I have two go-to connections between music and web design myself.

  1. Expectation of practice. Learning to play a musical instrument has a healthy cultural expectation: to get good at it, you have to practice. I’d love to see that expectation make its way more clearly into absolutely everything else in the world, from ironing clothes to inventing soups to writing code.
  2. Learning from multiple angles. Everybody who is actually good at a thing has learned it from 100 angles. You read books, you practice, you watch YouTube videos, you take a lesson, you go to school, you go out and live it, you get a mentor, you squeeze yourself into social circles. This is true for music (nobody learns from a single source) and equally true for web design (getting good comes from a breadth of experiences).

Allow me to quote myself:

People are obsessed with asking musicians if they’re self-taught. Like, if they are, their amazingness triples because it means their creative genius was delivered by a lightning bolt at birth. They don’t need anyone else to learn; they merely look at those guitar strings and know what to do.

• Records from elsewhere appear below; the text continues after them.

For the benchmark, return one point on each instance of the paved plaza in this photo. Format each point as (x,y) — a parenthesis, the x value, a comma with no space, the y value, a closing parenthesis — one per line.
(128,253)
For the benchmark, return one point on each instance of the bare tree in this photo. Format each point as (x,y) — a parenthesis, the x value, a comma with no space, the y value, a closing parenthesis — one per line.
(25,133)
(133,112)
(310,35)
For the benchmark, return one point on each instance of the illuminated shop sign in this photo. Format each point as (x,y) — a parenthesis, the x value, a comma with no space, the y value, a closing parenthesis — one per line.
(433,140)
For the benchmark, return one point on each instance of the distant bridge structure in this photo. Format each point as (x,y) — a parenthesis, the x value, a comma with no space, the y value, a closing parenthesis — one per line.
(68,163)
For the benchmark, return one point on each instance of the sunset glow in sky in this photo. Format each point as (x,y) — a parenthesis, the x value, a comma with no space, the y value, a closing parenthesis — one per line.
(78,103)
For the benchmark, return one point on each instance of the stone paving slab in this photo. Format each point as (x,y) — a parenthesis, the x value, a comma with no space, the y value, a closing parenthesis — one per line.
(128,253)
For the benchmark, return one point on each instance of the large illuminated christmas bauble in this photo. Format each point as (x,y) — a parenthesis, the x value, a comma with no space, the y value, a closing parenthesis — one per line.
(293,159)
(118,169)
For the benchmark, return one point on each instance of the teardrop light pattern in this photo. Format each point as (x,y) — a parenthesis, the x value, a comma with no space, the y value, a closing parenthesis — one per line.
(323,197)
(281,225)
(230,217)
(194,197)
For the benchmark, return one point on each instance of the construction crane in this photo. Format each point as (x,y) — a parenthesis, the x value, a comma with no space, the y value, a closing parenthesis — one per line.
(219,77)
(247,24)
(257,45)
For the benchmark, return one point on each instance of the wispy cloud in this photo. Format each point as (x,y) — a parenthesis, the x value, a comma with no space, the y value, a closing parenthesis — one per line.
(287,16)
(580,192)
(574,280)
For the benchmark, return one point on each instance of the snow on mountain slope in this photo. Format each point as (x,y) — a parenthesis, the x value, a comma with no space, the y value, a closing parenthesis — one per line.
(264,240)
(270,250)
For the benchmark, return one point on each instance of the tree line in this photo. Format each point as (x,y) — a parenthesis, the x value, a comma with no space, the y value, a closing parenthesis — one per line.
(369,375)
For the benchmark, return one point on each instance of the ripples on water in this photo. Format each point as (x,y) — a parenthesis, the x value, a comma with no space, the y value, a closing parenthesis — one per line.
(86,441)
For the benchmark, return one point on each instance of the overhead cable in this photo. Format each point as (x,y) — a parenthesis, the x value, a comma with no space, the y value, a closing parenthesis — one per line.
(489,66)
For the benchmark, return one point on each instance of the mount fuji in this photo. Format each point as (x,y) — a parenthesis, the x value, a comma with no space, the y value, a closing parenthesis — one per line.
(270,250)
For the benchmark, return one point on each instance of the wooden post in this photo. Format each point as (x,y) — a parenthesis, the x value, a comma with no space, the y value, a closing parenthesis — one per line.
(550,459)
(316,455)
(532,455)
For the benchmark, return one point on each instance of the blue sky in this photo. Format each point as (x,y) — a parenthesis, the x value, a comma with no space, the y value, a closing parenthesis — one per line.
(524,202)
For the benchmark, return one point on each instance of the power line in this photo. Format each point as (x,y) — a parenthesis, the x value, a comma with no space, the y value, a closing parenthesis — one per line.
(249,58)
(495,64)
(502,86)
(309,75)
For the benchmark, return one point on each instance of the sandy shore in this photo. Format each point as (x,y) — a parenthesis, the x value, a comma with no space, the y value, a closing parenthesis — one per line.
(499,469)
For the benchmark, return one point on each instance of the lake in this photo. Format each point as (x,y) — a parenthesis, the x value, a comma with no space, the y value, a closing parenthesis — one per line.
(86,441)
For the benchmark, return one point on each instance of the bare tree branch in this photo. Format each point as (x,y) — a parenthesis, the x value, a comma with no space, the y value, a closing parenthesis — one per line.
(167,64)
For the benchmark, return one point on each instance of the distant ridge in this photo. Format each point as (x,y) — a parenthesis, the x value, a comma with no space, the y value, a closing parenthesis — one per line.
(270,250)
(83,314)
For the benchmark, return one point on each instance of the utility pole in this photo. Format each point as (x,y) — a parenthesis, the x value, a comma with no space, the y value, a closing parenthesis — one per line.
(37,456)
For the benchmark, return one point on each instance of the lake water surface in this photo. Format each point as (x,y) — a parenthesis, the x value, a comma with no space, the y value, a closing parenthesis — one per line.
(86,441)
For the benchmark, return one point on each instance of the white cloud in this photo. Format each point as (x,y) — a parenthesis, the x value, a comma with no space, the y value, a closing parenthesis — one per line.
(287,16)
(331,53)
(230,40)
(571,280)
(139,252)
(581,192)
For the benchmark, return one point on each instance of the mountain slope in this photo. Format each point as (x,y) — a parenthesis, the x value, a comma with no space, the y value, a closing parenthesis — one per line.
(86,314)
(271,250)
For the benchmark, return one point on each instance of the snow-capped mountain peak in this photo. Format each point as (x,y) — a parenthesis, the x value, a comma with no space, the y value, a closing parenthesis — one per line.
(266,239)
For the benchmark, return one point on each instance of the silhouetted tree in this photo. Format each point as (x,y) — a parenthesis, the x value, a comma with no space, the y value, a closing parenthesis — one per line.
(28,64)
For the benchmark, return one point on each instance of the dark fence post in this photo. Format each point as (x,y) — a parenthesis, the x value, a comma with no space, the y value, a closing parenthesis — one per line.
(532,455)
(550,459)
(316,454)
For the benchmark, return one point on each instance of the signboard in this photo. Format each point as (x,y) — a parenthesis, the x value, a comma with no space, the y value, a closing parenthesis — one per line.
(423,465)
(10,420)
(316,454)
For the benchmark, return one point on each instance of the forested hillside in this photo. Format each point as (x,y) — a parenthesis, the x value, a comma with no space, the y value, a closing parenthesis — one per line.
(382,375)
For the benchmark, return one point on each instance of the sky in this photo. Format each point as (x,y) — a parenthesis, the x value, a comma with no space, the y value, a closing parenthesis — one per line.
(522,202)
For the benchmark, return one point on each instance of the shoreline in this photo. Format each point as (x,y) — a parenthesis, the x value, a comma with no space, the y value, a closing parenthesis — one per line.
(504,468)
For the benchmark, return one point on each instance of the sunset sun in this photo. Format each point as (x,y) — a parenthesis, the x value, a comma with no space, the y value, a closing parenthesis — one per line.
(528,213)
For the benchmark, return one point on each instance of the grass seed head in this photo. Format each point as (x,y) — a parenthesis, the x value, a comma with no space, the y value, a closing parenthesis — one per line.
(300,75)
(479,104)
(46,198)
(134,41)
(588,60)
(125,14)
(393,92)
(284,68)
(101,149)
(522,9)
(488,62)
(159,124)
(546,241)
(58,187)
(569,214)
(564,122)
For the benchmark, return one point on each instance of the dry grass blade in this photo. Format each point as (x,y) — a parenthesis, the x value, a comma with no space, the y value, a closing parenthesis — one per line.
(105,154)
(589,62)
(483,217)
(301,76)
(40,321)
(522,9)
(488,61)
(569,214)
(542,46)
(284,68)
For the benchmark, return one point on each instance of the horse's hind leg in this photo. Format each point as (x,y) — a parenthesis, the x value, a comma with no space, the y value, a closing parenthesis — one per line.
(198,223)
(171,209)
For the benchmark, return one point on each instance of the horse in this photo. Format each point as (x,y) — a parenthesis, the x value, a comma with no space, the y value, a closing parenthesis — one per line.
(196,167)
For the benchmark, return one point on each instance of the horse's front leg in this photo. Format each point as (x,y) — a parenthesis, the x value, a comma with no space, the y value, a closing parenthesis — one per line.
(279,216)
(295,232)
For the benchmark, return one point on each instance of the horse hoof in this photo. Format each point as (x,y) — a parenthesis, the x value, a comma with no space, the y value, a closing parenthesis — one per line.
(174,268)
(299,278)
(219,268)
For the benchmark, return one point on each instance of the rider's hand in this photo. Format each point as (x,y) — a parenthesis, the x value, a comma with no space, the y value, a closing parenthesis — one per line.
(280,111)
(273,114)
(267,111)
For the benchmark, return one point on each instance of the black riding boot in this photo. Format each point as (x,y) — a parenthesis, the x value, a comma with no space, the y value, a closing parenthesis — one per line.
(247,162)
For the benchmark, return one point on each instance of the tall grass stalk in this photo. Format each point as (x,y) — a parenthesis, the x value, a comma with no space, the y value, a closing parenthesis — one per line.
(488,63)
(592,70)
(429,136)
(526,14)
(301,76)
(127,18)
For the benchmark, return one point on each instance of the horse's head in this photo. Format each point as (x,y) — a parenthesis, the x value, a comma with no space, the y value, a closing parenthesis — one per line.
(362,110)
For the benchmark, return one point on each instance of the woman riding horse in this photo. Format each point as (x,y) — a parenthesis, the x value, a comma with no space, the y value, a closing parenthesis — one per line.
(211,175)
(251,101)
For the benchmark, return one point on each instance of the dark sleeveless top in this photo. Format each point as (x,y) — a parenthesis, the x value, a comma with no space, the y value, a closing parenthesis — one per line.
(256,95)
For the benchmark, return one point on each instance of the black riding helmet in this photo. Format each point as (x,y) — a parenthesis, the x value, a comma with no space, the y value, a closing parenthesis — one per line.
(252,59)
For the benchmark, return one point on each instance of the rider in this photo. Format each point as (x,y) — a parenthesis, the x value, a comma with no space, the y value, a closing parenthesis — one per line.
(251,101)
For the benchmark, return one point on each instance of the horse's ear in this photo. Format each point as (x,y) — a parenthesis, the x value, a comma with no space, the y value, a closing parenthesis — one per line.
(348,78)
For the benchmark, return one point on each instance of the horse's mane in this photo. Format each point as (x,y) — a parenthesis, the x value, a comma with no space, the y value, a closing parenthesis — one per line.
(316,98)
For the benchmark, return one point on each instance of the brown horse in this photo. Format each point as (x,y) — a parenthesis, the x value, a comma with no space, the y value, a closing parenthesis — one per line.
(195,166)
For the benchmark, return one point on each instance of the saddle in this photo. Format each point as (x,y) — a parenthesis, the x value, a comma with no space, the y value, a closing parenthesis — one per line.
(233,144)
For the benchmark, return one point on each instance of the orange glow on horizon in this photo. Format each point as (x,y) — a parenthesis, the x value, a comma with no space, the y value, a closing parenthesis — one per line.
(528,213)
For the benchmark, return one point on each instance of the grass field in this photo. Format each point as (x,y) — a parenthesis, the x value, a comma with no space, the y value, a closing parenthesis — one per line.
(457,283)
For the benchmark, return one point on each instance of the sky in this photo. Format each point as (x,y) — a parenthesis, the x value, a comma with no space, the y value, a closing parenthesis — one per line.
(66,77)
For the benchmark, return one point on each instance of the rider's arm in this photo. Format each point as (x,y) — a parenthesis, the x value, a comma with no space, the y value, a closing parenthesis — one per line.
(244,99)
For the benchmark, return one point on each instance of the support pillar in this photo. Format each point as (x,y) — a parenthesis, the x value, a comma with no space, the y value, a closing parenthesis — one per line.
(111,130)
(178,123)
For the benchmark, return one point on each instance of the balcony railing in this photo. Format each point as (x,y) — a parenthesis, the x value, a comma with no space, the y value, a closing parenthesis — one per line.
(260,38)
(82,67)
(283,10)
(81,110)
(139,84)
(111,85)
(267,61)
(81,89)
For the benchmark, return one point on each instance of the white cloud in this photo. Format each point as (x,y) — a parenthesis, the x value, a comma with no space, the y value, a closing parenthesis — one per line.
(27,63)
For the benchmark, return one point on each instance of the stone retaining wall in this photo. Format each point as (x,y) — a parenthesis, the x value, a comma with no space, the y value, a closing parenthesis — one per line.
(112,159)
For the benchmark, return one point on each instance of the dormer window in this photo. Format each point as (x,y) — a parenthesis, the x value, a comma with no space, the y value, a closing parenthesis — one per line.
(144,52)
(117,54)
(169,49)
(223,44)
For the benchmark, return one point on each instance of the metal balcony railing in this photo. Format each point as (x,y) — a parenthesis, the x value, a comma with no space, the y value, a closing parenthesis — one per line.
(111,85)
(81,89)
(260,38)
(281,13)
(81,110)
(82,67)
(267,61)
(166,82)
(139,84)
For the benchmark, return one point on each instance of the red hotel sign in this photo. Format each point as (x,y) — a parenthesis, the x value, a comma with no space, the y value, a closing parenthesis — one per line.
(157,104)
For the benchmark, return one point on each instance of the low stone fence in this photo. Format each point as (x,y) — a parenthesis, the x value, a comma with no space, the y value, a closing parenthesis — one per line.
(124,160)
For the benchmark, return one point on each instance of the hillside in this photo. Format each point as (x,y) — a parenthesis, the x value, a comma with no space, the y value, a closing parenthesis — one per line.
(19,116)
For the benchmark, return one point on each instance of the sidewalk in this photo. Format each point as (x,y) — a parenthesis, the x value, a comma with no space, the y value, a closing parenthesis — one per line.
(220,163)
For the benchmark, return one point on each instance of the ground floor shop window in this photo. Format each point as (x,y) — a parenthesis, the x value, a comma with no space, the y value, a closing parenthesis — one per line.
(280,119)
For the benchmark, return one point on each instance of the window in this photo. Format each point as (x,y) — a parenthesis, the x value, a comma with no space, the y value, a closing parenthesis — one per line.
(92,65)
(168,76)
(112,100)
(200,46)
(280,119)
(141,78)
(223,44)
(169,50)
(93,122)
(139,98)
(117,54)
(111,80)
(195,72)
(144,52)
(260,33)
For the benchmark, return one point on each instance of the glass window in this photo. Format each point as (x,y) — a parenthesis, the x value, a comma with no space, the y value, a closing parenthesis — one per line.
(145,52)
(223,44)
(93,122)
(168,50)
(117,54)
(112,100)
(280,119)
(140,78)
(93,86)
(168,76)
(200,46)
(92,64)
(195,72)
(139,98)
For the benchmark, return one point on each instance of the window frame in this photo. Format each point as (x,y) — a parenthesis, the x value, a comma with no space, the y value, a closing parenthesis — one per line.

And if they were taught by a teacher, then, well, that’s all out the door. If they are good at all, then it’s because the teacher delivered that to them.

Total nonsense.

People learn anything — music and web development included — inside a hurricane of influences. Let’s stick with music for a second. Learning to play comes in many forms. You learn by listening to music an awful lot. You can do fundamental practice, like finger exercises and going up and down scales. You can learn to transpose chords on a chalkboard. You can watch YouTube all day and night. You can sign up for online courses. You can go to local jams to watch and play along. You can join a band. You can take lessons from someone advertising on Craigslist. You can go to a local music school. You can read books about music.

You get the idea.

You can and probably will do all of that. With learning web design and development, getting anywhere will involve all sorts of ways. There’s no silver bullet. It takes bashing on it lots of different ways. There’s no requirement to sprinkle money on it, but you do need multiple angles, time, and motivation.